Liderada pelo ex-ministro da Devastação Ambiental, essa CPI serviu ainda para mostrar para a população urbana um pouco do “mundo rural”, no qual apenas 2% dos proprietários de terras do Brasil têm área total equivalente a 1 vez e meia a região do Cerrado, bioma devastado pelos latifundiários do Agro para produzir principalmente soja, milho, algodão e carne bovina para exportação.
O “canto do cisne” da CPI do MST deverá ocorrer nesta terça-feira (15), quando Brasília, por coincidência, estará ocupada por mais de 100 mil mulheres “do campo, da floresta e das águas” da “Marcha das Margaridas” que tem esse nome em homenagem à sindicalista paraibana Margarida Alves, assassinada em 12 de agosto de 1983 (há exatos 40 anos…), a mando de latifundiários, todos impunes até hoje.
E vai ser na tarde do dia 15, a partir das 14 horas, que o economista João Pedro Stédile, da direção nacional do MST, vai ser ouvido na CPI. Estudioso da Questão Agrária e da Agricultura no Brasil e em muitos outros países, Stédile é autor e coautor de mais de 1 dezena de livros sobre a temática, e trabalha no MST desde a fundação, tendo acompanhado de perto, nesses 40 anos, os inúmeros acampamentos, assentamentos e cooperativas em todo o País. Por isso, Stédile demonstrará a importância do MST para o desenvolvimento do Brasil e para melhorar a qualidade de vida no País.
Logo após o fim da ditadura militar, em 1985, os latifundiários de extrema-direita criaram a UDR (União Democrática Ruralista), organização nacional cujos objetivos principais eram combater o MST, o PNRA (Plano Nacional de Reforma Agrária), a CUT (Central Única dos Trabalhadores) e o PT (Partido dos Trabalhadores).
Vivenciei de perto a atuação dessa entidade porque trabalhava em jornal agrícola na época. Acompanhei alguns leilões de arrecadação de fundos, nos quais o ódio nos discursos em nada se diferenciava do que se ouviu no Brasil inteiro a partir da campanha de 2018. Trabalhei também no Jornal dos Sem Terra, em 1986, conhecendo a realidade da vida das pessoas acampadas e em assentamentos em vários estados, e a importância da Reforma Agrária para tornar produtivas áreas imensas, conservadas apenas como reserva de valor por pessoas que se diziam “donas”.
A principal liderança da UDR, o médico Ronaldo Caiado, entrou para a política partidária e está hoje governador reeleito de Goiás. Nabhan Garcia, sucessor de Ronaldo Caiado na direção da UDR, foi secretário de Assuntos Fundiários do desgoverno federal (período 2019/2022).
Os demais dirigentes da UDR desapareceram do cenário. Uns e outros foram “substituídos” por parlamentares de extrema-direita tão belicosos quanto.
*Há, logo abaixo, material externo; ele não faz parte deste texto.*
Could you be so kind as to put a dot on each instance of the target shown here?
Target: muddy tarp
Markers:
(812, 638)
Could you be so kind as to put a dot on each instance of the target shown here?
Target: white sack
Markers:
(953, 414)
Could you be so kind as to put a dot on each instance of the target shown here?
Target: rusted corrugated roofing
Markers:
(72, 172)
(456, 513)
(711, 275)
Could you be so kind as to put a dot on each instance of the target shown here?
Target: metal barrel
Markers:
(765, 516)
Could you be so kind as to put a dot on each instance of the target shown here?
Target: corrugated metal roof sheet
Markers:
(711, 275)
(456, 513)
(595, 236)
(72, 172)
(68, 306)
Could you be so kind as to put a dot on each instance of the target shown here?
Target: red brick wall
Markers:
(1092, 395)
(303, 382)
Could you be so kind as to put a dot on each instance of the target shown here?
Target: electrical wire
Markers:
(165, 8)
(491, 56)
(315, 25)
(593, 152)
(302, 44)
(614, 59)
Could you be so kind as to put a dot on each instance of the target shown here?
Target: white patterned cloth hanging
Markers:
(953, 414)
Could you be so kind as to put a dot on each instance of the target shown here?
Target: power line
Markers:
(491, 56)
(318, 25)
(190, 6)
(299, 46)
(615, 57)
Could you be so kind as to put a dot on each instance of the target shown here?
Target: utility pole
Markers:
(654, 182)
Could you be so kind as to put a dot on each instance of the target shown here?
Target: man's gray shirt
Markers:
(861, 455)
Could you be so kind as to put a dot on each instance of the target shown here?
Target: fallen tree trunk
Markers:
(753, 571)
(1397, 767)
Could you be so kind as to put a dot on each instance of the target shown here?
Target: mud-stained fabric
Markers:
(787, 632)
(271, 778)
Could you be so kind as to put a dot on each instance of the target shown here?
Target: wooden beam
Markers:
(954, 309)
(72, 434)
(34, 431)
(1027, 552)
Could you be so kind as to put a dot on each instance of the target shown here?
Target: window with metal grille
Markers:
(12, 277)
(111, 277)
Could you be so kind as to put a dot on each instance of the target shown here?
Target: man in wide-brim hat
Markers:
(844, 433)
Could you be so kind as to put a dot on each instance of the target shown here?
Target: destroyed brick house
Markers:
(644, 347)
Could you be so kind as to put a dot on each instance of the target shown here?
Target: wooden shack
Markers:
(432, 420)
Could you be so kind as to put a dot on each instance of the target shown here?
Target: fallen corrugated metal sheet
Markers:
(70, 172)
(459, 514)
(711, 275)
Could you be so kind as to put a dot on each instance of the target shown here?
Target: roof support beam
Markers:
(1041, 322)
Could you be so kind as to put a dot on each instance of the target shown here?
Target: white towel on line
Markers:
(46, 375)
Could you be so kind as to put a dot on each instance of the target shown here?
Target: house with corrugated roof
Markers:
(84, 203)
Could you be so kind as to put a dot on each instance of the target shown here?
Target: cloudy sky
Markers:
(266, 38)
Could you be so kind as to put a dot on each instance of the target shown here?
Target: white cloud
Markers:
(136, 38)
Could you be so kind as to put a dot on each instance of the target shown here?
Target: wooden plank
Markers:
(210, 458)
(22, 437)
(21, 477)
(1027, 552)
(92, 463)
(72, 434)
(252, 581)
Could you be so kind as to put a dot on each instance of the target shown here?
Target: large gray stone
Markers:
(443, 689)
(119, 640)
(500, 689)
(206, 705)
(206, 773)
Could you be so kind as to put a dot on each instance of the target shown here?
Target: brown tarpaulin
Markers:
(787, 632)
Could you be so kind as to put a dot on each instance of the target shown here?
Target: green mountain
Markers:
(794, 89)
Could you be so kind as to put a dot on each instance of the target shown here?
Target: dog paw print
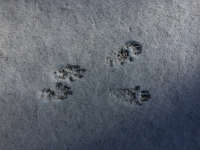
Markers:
(70, 73)
(59, 92)
(126, 54)
(132, 96)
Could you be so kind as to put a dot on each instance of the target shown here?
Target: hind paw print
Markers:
(70, 73)
(132, 95)
(126, 54)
Todos os ataques contra o MST, da UDR e de seus aliados políticos, nesses quase 40 anos, não deram certo, pelo simples fato de que a absurda concentração de terra no Brasil está aí, firme e forte, e os milhões de trabalhadores sem terra, também, e ela e eles são a razão do MST existir.
Tomara que se consiga, a partir de mais essa tentativa da extrema-direita de criminalizar a luta pela terra, inverter a lógica e colocar na parede os mandantes, os assassinos e os devastadores ambientais, aumentando assim a pressão para que ocorra Reforma Agrária de verdade no Brasil, como fizeram os Estados Unidos e a China — coincidentemente os 2 maiores produtores de alimentos do mundo —, e acabando os latifúndios improdutivos e a impunidade dos latifundiários.